I see some Indiana judges have decided to accept some important and apparently correct “sauce for the goose” logic when it comes to abortion:
A second Indiana judge on Friday blocked the state from enforcing its law banning most abortions after Jewish, Muslim and other non-Christian women challenged it in a lawsuit.
Marion County Superior Court Judge Heather Welch issued a preliminary injunction against the Republican-backed law, which prohibits abortions with limited exceptions for rape, incest, lethal fetal abnormalities or a serious health risk to the mother. The plaintiffs have argued that the measure infringes on religious freedom protected by another state law. …
Welch issued her injunction after a group called Hoosier Jews for Choice and five individual women challenged the abortion law under Indiana’s Religious Freedom Restoration Act in a case brought by the American Civil Liberties Union. The ACLU said the plaintiffs represented religions including Judaism and Islam as well as “independent spiritual belief systems.”
“The Court finds that S.E.A. 1 substantially burdens the religious exercise of the Plaintiffs,” Welch wrote, using the formal name of the law, in granting the plaintiffs’ motion for a preliminary injunction while the challenge to its legality proceeds. [Reuters via WABX 107.5]
Both goose and gander have used the same substantive reason for their opposition and advocacy for abortion: the polyphony, if you will, of religion.
I’m not a lawyer and I haven’t read either of the decisions in this case, but it seems clear to me that this is a firm rejection of the notion, in the secular context, that the fetus is simply another human being. I’ve discussed this notion a bit in the negative, and I won’t reiterate it.
But it’s worth noting that we are a secular nation; the dangers of proclaiming we’re a nation of pick-your-sect has been noted, and condemned, here. That the Founding Fathers consigned the religious precept approach to law-making to the dustbin was a supremely practical and intellectual reaction to the madness of theologically oriented monarchs, and the violence that seemed inherent in their reigns; the notion that a peaceful society, undisturbed by the unsubstantiated religious tenets of various sects seems far preferable to the English example of burning at the stake, quite literally, those citizens whose religious practices were at variance with that of the monarch.

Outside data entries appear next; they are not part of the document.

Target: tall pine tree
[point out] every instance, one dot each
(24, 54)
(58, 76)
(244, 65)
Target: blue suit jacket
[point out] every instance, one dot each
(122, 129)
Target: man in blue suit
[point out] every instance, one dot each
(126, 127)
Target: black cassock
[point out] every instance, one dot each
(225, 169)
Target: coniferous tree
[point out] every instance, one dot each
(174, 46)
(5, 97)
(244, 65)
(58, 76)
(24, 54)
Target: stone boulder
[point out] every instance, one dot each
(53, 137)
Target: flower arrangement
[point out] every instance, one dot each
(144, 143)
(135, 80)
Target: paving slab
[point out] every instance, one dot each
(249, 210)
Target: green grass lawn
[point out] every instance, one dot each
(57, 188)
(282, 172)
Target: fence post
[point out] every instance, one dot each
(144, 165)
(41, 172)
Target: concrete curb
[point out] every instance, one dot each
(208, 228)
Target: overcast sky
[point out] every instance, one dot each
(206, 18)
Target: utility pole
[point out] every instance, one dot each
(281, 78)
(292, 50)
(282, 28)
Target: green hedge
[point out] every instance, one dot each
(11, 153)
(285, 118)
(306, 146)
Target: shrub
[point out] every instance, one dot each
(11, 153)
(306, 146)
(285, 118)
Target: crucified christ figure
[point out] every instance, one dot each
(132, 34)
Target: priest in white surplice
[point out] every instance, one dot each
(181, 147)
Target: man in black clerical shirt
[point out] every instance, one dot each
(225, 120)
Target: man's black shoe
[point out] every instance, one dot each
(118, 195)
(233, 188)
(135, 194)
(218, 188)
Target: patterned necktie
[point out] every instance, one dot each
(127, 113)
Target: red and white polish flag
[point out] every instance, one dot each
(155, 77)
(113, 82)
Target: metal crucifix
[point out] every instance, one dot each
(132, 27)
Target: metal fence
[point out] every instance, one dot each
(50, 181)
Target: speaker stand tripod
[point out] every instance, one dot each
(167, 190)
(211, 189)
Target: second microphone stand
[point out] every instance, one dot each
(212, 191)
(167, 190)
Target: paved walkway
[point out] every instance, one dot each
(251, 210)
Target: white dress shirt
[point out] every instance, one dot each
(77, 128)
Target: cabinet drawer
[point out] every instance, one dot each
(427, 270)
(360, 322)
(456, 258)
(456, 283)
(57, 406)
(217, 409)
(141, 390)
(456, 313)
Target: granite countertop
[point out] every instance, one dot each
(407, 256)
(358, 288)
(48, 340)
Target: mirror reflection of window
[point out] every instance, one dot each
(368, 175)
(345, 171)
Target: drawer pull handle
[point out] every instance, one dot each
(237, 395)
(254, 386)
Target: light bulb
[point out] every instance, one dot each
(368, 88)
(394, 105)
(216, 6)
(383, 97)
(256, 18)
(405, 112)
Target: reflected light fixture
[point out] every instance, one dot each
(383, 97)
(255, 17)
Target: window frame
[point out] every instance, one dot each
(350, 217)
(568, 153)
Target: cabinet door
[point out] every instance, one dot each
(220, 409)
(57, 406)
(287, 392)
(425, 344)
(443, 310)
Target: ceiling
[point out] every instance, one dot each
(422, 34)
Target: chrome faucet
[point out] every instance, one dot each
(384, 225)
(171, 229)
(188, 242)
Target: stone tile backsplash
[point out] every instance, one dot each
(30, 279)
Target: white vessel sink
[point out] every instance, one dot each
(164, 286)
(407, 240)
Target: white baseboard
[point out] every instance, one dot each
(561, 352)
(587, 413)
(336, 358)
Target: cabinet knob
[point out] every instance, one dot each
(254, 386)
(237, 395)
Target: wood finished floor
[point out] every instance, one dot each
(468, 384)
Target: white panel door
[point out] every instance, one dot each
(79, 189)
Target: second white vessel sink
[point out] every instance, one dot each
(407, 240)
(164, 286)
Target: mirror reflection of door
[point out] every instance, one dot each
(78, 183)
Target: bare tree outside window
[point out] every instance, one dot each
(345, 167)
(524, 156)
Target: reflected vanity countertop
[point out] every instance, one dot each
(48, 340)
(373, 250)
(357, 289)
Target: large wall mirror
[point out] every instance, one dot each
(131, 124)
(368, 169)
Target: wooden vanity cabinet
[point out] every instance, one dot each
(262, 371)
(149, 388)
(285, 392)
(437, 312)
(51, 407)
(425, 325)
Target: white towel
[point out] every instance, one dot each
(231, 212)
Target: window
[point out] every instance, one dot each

Ideally, that leaves rational, objective analysis, as difficult as that is, as the basis of real legislative actions. We’re not, being humans, particularly rational, and we’re not born with the tools of objective analysis ready to go, and our ability to teach it varies with teacher, local society, and opinions of both. This all means making laws is a messy business, of infinite frustration to those who believe there’s virtue in dispatch, regardless of their position on political spectrum. For some, it takes time to learn the error of the emotional response.
Skipping some thoughts and interlocutions, as my shoulder is giving me problems today, this leaves us with the classic approach of promulgate, evaluate, revise, repeat, also known, at least to my mind, as the approach of the humble. Our metrics during the revise step are key, and my proffered list is, naturally, incomplete:
- Does the law have a rational basis?
- Does the law infringe on the Bill of Rights?
- Does the law promote or obstruct a peaceful society?
- …
In any case, and to wrap things up, the anti-abortion forces have, in my opinion, failed on at least points 1 and 3; in their attempt to enforce their religious opinions on the population of Indiana, they have brought into play opposing religious forces, which have just as much right to their religious practices as do the anti-abortionists.
In an ideal country, these practices should cancel out, and, because abortion is never imposed, but merely available, I can see no need for anti-abortion laws.
Go, Indiana judges! They remind me of the Iowa Supreme Court justices who ruled that gay marriage was legal, shocking the conservatives of Iowa and beyond. They, in turn, organized a drive to vote those justices out of their seats, in a move that proves my contention that judges should never be subject to votes of the electorate, but only of the relevant legislative body.
I have to wonder how long these judges will remain in their positions.